Promiscuous targeting of bromodomains by Bromosporine identifies BET proteins as master regulators of primary transcription response in leukemia [set2]. Homo sapiens

Bromodomains (BRDs) have emerged as compelling targets for cancer therapy. The development of selective and potent BET inhibitors and their significant activity in diverse tumor models has rapidly translated into clinical studies and has motivated drug development efforts targeting non-BET BRDs. However, the complex multidomain/subunit architecture of bromodomain protein complexes complicates predictions of consequences of their pharmacological targeting. To address this issue we developed a promiscuous bromodomain inhibitor (bromosporine, BSP) that broadly targets BRDs (including BETs) with nanomolar affinity, creating a tool for the identification of cellular processes and diseases where BRDs have a regulatory function. As a proof of principle we studied the effect of BSP in leukemic cell-lines known to be sensitive to BET inhibition and found as expected strong anti-proliferative activity. Comparison of the modulation of transcriptional profiles by BSP at short inhibitor exposure resulted in a BET inhibitor signature but no significant additional changes in transcription that could account for inhibition of other BRDs. Thus, non-selective targeting of BRDs identified BETs, but not other BRDs, as master regulators of a context dependent primary transcription response. Overall design: Cells were seeded the day prior to treatment at 2x10^5 per ml. Treatments were performed so that a final concentration of 0.1 % DMSO (Cat.#D1435; Sigma) was achieved and cells were incubated with DMSO or 500 nM test compound (BSP, JQ1, LP99, GSK2801, iCBP112 or OF1) for 6 h prior to isolation of RNA. Total RNA was isolated using a standard TRIzol (Invitrogen) protocol and prepared using RNeasy columns (Cat.#74106 plus; Qiagen). RNA was quantified using a Nanodrop spectrophotometer (model ND1000; Thermo Fisher) and integrity assessed on a BioAnalyzer (2100; Agilent Laboratories, USA). All samples had a RNA Integrity Number (RIN) ≥ 9. Biological triplicates were performed for each condition tested.
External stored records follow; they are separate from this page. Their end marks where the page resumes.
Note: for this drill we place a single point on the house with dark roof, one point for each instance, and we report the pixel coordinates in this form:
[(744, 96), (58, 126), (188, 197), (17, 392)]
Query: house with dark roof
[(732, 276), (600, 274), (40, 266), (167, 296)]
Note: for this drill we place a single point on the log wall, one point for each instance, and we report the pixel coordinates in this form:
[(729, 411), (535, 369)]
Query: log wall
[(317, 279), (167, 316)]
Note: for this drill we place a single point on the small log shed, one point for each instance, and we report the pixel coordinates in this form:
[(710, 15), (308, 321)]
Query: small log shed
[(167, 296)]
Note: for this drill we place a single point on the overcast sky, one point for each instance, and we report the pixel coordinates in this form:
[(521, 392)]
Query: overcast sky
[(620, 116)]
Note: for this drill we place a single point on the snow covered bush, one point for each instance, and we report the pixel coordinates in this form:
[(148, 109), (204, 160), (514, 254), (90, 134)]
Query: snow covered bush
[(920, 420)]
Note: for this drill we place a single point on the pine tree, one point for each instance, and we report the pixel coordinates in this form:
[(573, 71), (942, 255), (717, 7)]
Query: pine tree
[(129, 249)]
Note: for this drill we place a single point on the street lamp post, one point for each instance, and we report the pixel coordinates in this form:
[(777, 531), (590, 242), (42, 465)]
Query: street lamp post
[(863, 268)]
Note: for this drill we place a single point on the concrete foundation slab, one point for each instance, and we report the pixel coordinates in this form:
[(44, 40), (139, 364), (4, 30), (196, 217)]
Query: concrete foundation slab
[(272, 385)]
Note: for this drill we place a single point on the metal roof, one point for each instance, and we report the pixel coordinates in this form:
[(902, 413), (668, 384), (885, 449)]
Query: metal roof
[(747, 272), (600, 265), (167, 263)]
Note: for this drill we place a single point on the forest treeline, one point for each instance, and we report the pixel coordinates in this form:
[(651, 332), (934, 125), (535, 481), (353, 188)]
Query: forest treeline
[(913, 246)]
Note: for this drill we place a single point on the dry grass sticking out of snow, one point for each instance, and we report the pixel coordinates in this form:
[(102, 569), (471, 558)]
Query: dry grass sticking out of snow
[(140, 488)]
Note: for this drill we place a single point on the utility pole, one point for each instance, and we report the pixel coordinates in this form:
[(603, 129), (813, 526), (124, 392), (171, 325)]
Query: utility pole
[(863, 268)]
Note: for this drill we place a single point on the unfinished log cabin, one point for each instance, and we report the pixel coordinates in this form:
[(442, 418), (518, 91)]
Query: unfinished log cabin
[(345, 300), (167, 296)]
溴结构域（Bromodomains, BRDs）已成为癌症治疗中极具吸引力的靶点。选择性强效BET抑制剂的开发及其在多种肿瘤模型中的显著活性，已快速推进至临床研究阶段，并推动了针对非BET型BRDs的药物研发工作。然而，溴结构域蛋白复合物复杂的多结构域/亚基架构，使得对其药理学靶向作用后果的预测变得困难重重。为解决这一难题，我们研发了一种广谱溴结构域抑制剂——溴孢子素（bromosporine, BSP），该化合物以纳摩尔级亲和力广泛靶向各类BRDs（包括BET家族蛋白），为识别BRDs发挥调控功能的细胞进程与疾病提供了研究工具。作为原理验证，我们在已知对BET抑制敏感的白血病细胞系中考察了BSP的作用效果，正如预期般观察到了显著的抗增殖活性。对比短时间抑制剂暴露下BSP与其他抑制剂对转录谱的调控模式，发现BSP仅呈现出BET抑制剂的特征性转录变化，未出现可归因于其他BRDs抑制的显著额外转录改变。由此可见，对BRDs的非选择性靶向仅证实了BET家族蛋白是依赖于情境的初级转录应答的核心调控因子，而非其他BRDs。整体实验设计：实验前一日将细胞以2×10^5个/ml的密度接种培养。所有处理体系均添加终浓度为0.1%的二甲基亚砜（DMSO，货号D1435；Sigma），随后将细胞置于含DMSO或500 nM受试化合物（BSP、JQ1、LP99、GSK2801、iCBP112或OF1）的培养基中孵育6小时，之后提取RNA。总RNA提取采用标准TRIzol（Invitrogen）操作流程，并通过RNeasy柱式纯化试剂盒（货号74106 plus；Qiagen）完成样本制备。使用Nanodrop分光光度计（型号ND1000；赛默飞世尔科技）对RNA进行定量，并通过生物分析仪（2100；安捷伦实验室，美国）评估RNA完整性，所有样本的RNA完整性指数（RNA Integrity Number, RIN）均≥9。每个测试条件均设置3次生物学重复。